All wireless communication systems so far have employed either time division duplexing (TDD), where the transmitter and receiver share the same frequency band but operate in orthogonal time slots, or frequency division duplexing (FDD), where the time slots are shared but orthogonal frequency bands are used.In order to meet the requirements for the upcoming 5G mobile standards, the concept of simultaneous full-duplex is being actively pursued, where both time slots and frequency bands can be shared between the transmitter and the receiver.
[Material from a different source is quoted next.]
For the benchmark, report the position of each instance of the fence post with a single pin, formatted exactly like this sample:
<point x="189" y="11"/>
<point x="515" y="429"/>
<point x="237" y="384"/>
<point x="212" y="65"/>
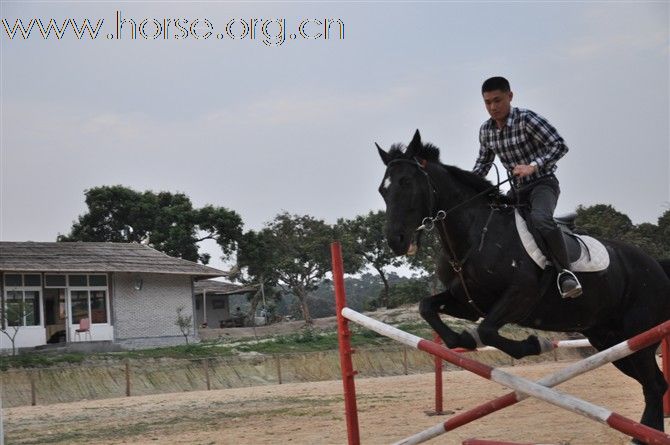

The greatest hurdle in achieving full-duplex communication is the self-interference from the transmitter that is several orders of magnitude stronger than the desired signal at the receiver. Realizing such broadband cancellation has been hitherto very challenging, because not only does it demand broadband cancellation in amplitude, phase and group delay of the echo signals, but also require such a cancellation circuit to be linear, low-noise and ultra-compact for a mobile form factor. This work will demonstrate the first self-interference radio-frequency cancellation circuit that achieves an 80 MHz linear time evolution (LTE) cancellation bandwidth in a linear, tunable, compact, and fully monolithic integrated circuit (IC) implementation for such full-duplex radios. A proof-of-concept prototype is realized in 0.13 µm complementary metal oxide semiconductor (CMOS) process that utilizes techniques such as frequency translations and baseband Hilbert transforms to attain a measured 23 dB of self-interference cancellation over an 80MHz signal bandwidth. The entire circuit consumes 34 mW from a 1.2V supply in an active area of just 0.84 mm².